Voice over IP (VoIP) and IP telephony may be all the rage amongst networking vendors, but lingering hesitation about the new technology is keeping many potential customers from pulling the plug on their old systems just yet. The result: many find they need to vendors pause in their endless pursuit of the VoIP future to make sure they leave doors open behind them for technology laggards to follow.
For IP PABX vendor Zultys, customer demand for backwards compatibility was strong enough that the company has made support for fractional PCM (via T1 or E1 leased line) a major feature of just-released version 3.0 of the software for its MX30 application.
Director of Oceania business development with the vendor, Tony Warhurst, says the decision to add support for legacy trunk lines was more than aesthetic.
"To be honest, the business in Australia hasn't been as successful as we'd hoped even though we have sold quite a few systems," he said.
"It's just an issue of [customer] education. The customer needs to realize that VoIP is providing the same sort of quality that you get from Telstra or Optus; adding the partial E1 support means they can still stick with their leased lines but get many of the new features as well. [Last] week alone we've had five resellers thanking us because now they have something new to offer many of their hesitant customers."
Other major features of the new release include an automated attendant, basic interactive voice response capabilities, integration for Microsoft Exchange to provide unified messaging, and an instant messaging bridge that links the Zultys equipment with instant messaging services from Microsoft, Yahoo!, AOL and ICQ. This last function allows full control over and logging of IM services that previously had to be blocked due to corporate governance requirements.

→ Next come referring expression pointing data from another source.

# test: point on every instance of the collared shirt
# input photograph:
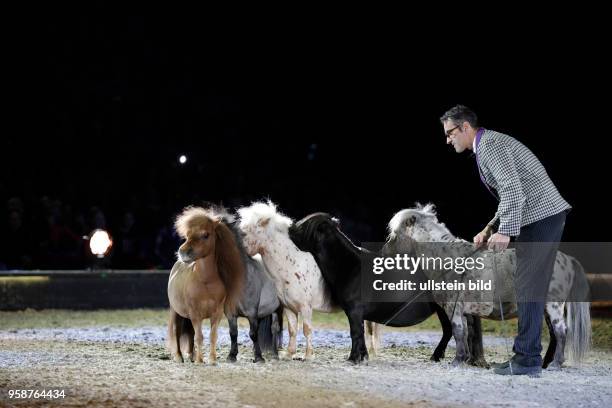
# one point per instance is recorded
(526, 192)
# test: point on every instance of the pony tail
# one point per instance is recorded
(230, 266)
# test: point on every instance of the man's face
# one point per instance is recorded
(457, 135)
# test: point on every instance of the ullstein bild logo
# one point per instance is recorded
(412, 264)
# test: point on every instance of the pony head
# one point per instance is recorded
(260, 222)
(420, 224)
(206, 233)
(313, 230)
(199, 228)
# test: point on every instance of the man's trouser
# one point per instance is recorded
(536, 251)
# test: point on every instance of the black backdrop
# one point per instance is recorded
(103, 110)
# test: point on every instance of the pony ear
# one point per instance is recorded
(263, 222)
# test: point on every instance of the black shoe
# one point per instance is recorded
(501, 365)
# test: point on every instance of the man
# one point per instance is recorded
(530, 210)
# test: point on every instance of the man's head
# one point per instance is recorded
(460, 125)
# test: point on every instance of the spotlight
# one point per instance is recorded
(100, 243)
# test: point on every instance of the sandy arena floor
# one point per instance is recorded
(111, 366)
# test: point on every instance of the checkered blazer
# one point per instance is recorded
(525, 192)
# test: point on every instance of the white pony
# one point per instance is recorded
(298, 280)
(411, 229)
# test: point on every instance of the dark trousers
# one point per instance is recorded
(536, 251)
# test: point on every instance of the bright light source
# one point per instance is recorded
(100, 243)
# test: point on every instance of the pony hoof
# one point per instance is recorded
(286, 356)
(480, 362)
(457, 362)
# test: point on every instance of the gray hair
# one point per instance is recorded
(459, 114)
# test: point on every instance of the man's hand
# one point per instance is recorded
(483, 236)
(499, 242)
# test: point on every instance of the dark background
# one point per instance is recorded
(344, 124)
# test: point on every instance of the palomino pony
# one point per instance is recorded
(341, 262)
(410, 231)
(299, 284)
(207, 280)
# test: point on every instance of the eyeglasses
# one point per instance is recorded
(449, 133)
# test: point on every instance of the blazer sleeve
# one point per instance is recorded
(497, 157)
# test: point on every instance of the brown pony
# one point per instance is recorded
(206, 280)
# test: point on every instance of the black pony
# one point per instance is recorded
(340, 262)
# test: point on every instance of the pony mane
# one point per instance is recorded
(264, 214)
(309, 224)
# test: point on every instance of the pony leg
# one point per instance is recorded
(174, 336)
(189, 333)
(459, 324)
(370, 339)
(214, 326)
(359, 352)
(292, 328)
(447, 333)
(559, 331)
(307, 327)
(277, 331)
(233, 325)
(199, 340)
(253, 327)
(475, 346)
(376, 337)
(552, 345)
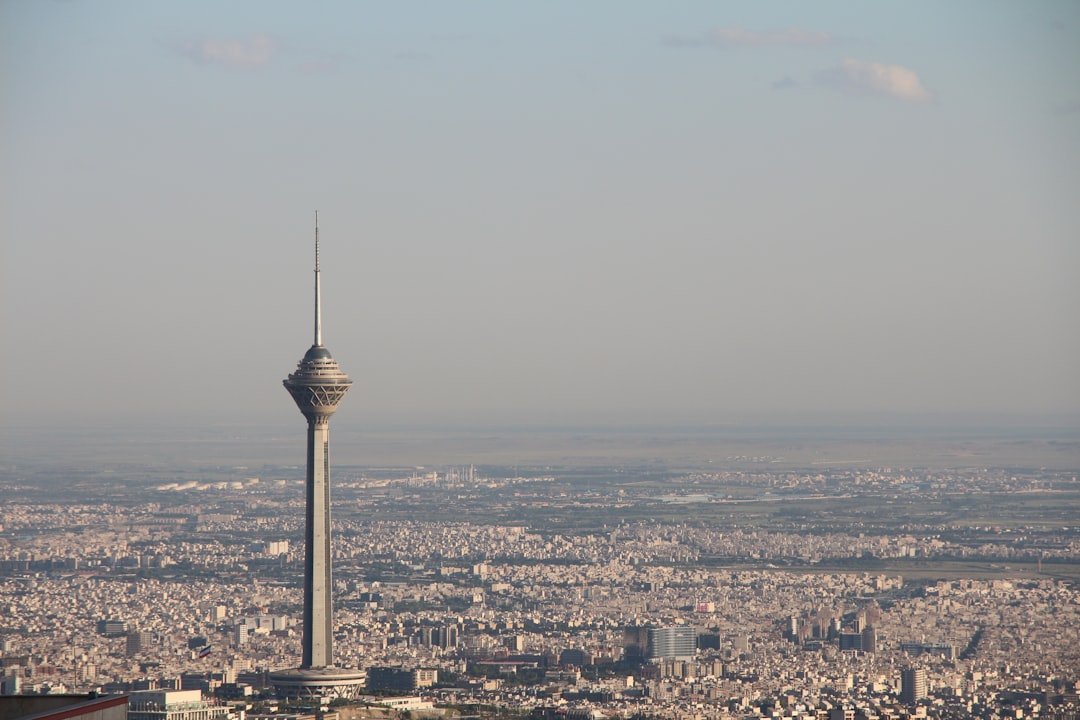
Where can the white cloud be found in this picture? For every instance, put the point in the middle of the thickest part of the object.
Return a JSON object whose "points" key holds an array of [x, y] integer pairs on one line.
{"points": [[791, 37], [866, 78], [731, 37], [252, 52]]}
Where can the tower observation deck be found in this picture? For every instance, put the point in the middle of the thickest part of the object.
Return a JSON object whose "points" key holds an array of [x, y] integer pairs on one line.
{"points": [[318, 385]]}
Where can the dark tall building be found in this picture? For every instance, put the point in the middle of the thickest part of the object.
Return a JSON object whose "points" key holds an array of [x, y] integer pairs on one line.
{"points": [[670, 642], [913, 684]]}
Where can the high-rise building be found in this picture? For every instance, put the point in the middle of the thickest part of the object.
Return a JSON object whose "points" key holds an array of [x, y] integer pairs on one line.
{"points": [[318, 386], [913, 684], [678, 641]]}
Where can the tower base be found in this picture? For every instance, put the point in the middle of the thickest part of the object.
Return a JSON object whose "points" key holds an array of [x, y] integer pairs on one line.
{"points": [[333, 682]]}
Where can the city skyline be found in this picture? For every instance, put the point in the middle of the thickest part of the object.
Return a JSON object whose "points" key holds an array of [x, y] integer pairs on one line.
{"points": [[716, 213]]}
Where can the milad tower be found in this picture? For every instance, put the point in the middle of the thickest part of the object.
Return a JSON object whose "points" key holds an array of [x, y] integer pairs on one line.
{"points": [[318, 386]]}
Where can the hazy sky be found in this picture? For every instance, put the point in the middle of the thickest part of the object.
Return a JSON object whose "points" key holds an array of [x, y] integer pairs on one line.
{"points": [[540, 212]]}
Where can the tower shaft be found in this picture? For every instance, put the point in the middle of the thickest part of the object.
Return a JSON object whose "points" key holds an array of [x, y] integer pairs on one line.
{"points": [[318, 578]]}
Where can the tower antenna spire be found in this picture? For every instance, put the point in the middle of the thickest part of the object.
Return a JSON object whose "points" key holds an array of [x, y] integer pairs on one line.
{"points": [[319, 290]]}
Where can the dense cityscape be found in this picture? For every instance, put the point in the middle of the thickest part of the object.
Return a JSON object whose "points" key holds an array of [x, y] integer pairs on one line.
{"points": [[554, 589]]}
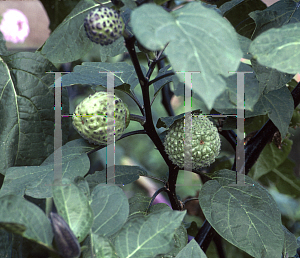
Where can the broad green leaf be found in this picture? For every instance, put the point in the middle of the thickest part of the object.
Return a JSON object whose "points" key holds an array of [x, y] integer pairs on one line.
{"points": [[288, 206], [180, 239], [269, 79], [102, 247], [191, 250], [270, 158], [279, 105], [290, 243], [226, 103], [149, 235], [278, 48], [275, 16], [37, 181], [110, 207], [138, 204], [123, 175], [199, 40], [94, 74], [283, 177], [158, 85], [245, 215], [74, 207], [26, 110], [32, 221]]}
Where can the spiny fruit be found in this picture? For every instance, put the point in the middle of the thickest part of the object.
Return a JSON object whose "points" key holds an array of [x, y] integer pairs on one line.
{"points": [[90, 118], [103, 25], [204, 146]]}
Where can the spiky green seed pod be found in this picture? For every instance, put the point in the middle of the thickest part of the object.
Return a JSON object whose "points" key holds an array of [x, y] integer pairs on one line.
{"points": [[91, 118], [204, 147], [103, 25]]}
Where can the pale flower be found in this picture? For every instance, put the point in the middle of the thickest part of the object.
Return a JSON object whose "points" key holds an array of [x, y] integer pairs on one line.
{"points": [[14, 26]]}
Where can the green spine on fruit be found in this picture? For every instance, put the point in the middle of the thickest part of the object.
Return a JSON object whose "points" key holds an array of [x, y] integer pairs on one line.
{"points": [[103, 25], [205, 144], [90, 118]]}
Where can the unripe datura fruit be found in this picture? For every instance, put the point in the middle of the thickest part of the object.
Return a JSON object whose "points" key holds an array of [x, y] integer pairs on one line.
{"points": [[204, 147], [103, 25], [91, 118]]}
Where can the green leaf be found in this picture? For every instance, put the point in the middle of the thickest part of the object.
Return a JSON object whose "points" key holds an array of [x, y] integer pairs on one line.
{"points": [[269, 79], [226, 103], [26, 110], [278, 48], [197, 37], [162, 82], [279, 105], [290, 243], [245, 215], [123, 175], [36, 181], [283, 177], [191, 250], [270, 158], [149, 235], [18, 211], [74, 207], [89, 73], [110, 207], [102, 247]]}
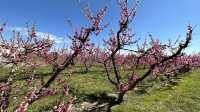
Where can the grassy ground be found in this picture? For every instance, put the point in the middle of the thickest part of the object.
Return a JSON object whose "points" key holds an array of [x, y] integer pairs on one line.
{"points": [[184, 97]]}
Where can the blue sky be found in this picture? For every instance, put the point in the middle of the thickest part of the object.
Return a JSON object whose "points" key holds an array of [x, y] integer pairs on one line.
{"points": [[163, 18]]}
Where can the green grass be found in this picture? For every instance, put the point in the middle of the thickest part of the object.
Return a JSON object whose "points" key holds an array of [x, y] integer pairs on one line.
{"points": [[184, 97]]}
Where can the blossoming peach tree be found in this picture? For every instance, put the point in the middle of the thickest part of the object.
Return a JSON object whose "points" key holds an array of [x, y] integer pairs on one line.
{"points": [[21, 53]]}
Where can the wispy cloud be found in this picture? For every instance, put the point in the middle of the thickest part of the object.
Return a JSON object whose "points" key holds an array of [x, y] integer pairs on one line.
{"points": [[55, 38]]}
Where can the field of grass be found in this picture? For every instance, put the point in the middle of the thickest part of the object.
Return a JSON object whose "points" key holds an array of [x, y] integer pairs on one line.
{"points": [[93, 86]]}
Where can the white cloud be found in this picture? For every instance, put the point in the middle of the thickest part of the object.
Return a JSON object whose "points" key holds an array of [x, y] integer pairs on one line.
{"points": [[55, 38]]}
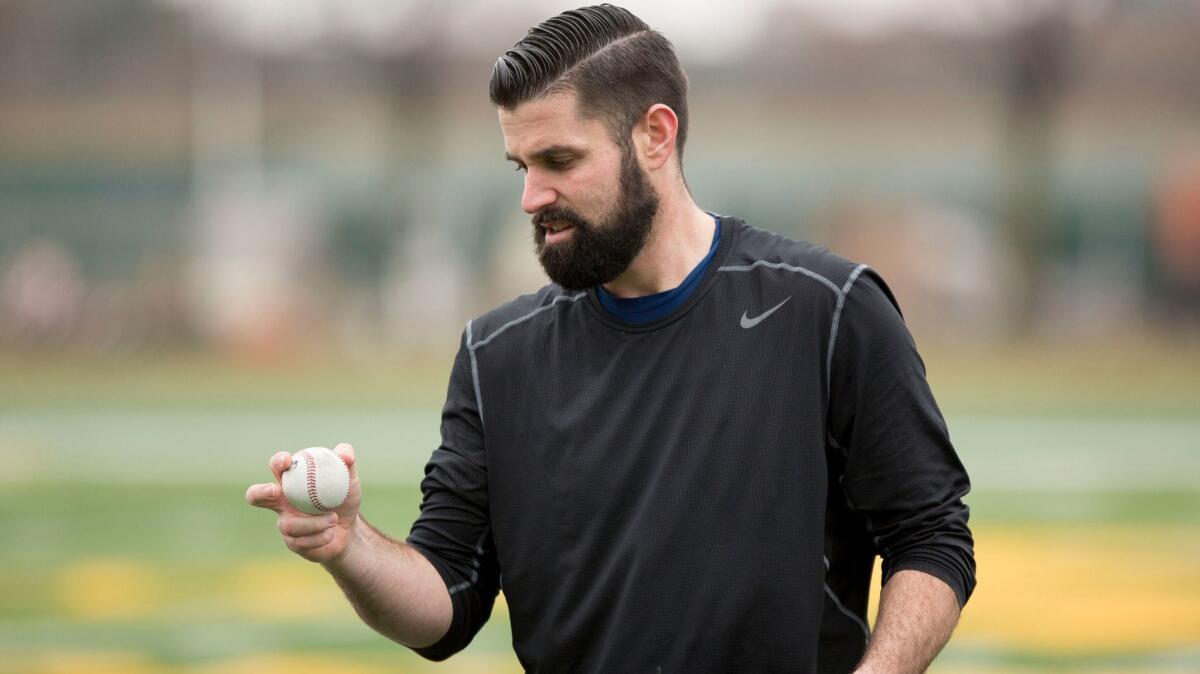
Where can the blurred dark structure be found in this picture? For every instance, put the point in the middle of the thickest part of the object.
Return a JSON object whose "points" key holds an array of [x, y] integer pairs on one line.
{"points": [[172, 175]]}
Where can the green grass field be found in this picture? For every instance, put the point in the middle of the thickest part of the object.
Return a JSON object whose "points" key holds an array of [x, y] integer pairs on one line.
{"points": [[127, 546]]}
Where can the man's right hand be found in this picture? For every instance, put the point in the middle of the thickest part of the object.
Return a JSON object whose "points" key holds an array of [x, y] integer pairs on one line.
{"points": [[316, 537]]}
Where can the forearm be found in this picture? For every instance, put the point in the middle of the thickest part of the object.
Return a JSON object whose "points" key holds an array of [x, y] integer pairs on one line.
{"points": [[393, 588], [917, 614]]}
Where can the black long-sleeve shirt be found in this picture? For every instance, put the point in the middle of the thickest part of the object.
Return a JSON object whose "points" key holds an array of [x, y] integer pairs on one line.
{"points": [[701, 493]]}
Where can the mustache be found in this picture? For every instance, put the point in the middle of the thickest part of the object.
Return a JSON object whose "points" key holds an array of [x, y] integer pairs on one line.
{"points": [[558, 214]]}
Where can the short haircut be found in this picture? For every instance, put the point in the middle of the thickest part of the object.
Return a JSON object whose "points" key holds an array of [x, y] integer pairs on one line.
{"points": [[616, 64]]}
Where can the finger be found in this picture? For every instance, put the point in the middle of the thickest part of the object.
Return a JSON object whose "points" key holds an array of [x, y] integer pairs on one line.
{"points": [[346, 451], [305, 525], [279, 463], [264, 495], [304, 543]]}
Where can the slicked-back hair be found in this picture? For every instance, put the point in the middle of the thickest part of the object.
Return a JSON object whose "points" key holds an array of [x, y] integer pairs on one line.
{"points": [[615, 64]]}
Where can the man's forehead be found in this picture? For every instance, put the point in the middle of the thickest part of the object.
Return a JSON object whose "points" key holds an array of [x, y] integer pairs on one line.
{"points": [[550, 120]]}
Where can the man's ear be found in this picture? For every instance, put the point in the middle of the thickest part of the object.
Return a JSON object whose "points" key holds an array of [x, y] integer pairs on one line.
{"points": [[654, 136]]}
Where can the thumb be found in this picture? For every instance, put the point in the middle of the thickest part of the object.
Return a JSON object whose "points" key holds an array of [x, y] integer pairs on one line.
{"points": [[346, 452]]}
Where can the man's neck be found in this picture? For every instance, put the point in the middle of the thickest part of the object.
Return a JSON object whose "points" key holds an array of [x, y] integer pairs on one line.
{"points": [[679, 239]]}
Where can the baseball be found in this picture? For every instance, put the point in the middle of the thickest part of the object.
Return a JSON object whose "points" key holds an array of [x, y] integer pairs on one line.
{"points": [[317, 482]]}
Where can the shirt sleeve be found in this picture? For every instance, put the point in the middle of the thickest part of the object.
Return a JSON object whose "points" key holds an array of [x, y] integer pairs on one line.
{"points": [[453, 529], [901, 470]]}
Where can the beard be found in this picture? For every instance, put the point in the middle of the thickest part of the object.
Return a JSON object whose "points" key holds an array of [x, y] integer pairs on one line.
{"points": [[597, 253]]}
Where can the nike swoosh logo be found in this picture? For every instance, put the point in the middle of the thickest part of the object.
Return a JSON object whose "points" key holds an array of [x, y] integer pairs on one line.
{"points": [[748, 323]]}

Addition of such capabilities are extending the role of the IP PABX as a call handler, turning it into more of a central communications server that helps manage all inbound and outbound communications. The appeal of such a solution, Warhurst says, will finally convince many recalcitrant customers to give IP telephony a go. "People crawl before they walk before they run," he says. "Many companies are still about to start taking their first fumbling steps."